Feelings don't require validation; they just are what they are. And they are our own business, not anybody else's. So, your feelings about your in-laws, including your anxiety about their judgments during your pregnancy, are valid for you, and they are nobody else's business. In exactly the same light, your in-laws feelings about you and degree of excitement about your baby are valid for them, and they are not your business.
That's not quite the end of it, though. Because our thoughts, what we decide to dwell on, or how we interpret a situation, help determine what feelings we're going to have. That's still our own business, but there are always choices, so there's at least a possibility shifting it toward feelings that are less uncomfortable.

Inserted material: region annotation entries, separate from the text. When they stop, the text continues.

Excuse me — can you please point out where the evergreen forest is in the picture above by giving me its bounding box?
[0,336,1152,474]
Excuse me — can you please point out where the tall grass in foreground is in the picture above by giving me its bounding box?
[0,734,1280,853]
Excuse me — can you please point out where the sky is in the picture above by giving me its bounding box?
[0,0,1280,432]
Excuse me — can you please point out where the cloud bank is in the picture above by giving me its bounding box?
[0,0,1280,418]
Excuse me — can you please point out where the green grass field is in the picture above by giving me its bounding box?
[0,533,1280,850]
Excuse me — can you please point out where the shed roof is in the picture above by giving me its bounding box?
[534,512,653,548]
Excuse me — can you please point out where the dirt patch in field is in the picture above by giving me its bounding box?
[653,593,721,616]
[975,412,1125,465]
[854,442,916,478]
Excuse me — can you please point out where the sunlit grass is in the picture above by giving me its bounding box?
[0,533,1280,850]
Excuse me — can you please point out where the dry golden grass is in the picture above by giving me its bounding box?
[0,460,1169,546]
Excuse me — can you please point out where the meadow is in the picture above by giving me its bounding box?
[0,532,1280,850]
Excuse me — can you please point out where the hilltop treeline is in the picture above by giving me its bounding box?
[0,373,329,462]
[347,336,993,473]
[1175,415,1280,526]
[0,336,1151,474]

So, if you would prefer your feelings toward your in-laws to be painful (you might want to consider whether there's a payoff for doing that), then you can continue to focus on their disapproval of your first pregnancy, and their seemingly greater excitement about another grandchild.
However, if you'd prefer to have good emotional connections with your fiance's family (and there are some terrific possible payoffs for that), then it's up to you to decide what thoughts you want to focus on. Comparisons and resentment are killers of joy and love, so you might usefully put your attention on whatever positives you can establish.

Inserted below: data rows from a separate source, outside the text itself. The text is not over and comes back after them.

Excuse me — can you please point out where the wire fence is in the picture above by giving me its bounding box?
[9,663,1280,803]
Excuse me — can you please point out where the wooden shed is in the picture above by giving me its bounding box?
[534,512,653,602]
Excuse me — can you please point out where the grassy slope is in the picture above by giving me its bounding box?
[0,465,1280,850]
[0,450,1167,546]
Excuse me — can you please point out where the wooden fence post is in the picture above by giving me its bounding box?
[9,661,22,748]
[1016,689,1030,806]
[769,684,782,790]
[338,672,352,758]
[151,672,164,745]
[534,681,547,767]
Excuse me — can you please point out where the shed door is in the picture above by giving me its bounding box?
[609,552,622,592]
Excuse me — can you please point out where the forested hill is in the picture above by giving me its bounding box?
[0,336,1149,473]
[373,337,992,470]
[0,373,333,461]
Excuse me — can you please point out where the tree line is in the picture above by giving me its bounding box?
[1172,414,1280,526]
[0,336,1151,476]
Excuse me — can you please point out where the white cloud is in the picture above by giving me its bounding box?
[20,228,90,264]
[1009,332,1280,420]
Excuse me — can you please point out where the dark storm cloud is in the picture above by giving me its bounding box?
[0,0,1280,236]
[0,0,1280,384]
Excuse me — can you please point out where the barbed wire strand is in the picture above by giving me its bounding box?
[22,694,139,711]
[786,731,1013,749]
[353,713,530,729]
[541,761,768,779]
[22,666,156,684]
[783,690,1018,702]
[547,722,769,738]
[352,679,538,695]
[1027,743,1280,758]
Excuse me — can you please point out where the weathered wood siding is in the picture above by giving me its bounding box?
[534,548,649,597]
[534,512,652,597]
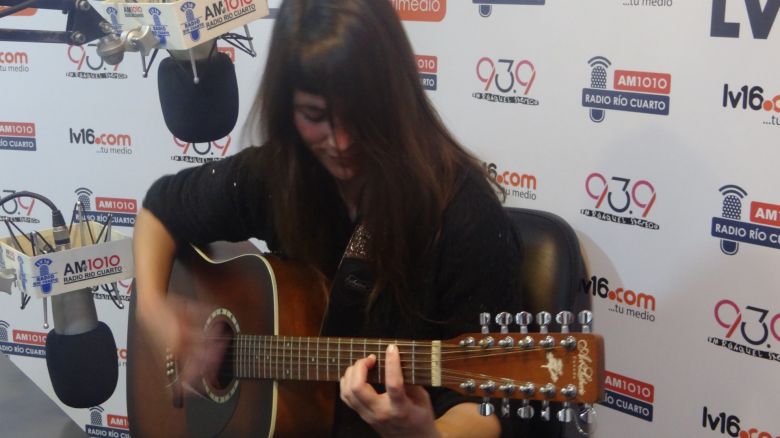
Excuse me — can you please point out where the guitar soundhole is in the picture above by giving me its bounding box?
[203,309,238,403]
[213,321,236,390]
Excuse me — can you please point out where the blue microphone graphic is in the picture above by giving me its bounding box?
[719,184,747,255]
[588,56,612,123]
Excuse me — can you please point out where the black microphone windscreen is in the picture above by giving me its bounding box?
[46,322,119,409]
[157,52,238,143]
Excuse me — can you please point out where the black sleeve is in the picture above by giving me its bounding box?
[430,180,523,437]
[143,147,272,243]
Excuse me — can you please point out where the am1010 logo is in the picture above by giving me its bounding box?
[707,299,780,362]
[171,135,233,164]
[580,172,661,230]
[701,406,780,438]
[580,275,656,322]
[722,84,780,126]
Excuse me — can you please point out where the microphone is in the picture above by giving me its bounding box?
[157,40,238,143]
[46,210,119,408]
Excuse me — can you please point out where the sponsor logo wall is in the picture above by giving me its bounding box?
[0,0,780,438]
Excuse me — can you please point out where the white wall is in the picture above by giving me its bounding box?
[0,0,780,438]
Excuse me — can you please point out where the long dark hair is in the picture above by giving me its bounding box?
[253,0,496,311]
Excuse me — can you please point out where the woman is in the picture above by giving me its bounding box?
[134,0,520,437]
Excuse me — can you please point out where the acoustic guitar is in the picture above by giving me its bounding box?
[127,242,604,438]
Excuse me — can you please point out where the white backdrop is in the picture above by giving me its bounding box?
[0,0,780,438]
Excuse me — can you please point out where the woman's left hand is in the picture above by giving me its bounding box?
[341,344,439,438]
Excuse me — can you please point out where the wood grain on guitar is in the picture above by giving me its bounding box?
[127,242,604,437]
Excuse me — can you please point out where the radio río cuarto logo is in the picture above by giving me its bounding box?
[84,406,130,438]
[582,56,672,123]
[472,0,545,17]
[74,187,138,227]
[580,172,661,230]
[0,320,46,359]
[390,0,447,21]
[711,184,780,255]
[0,122,38,152]
[414,55,439,91]
[601,371,655,421]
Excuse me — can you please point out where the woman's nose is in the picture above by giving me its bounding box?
[328,126,351,152]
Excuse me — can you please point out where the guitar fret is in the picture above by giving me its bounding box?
[298,341,303,380]
[412,341,417,385]
[376,339,382,383]
[336,338,342,377]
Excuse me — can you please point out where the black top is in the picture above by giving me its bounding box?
[144,147,544,437]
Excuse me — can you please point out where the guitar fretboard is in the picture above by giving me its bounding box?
[232,335,441,386]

Because of your sketchy past relationship, you may have to work at this, but in my experience, there's often something good worth building. You have kept your distance, for reasons that seemed good to you, but now that the fruit of those reasons isn't so sweet, you might want to explore what happens if you keep your heart open toward your in-laws. It sounds like you are definitely planning to make them family, if you haven't tied the knot already.
One other thought – as a woman in my 60's, I have seen that age does not necessarily make a person more mature, wise, or compassionate. (Notice, for example, how your MIL projected her judgments about her own out-of-wedlock pregnancy onto you. Sounds like she's really stuck.)
So don't wait for your MIL to reach out to you. She may never have learned that she has that option within reach. But she may be surprised and responsive if you reach out to her. Do you have the maturity to give that a try? If it turns out that a relationship with your in-laws is not positive and nourishing for you or your child, you can always choose to increase the distance between you again.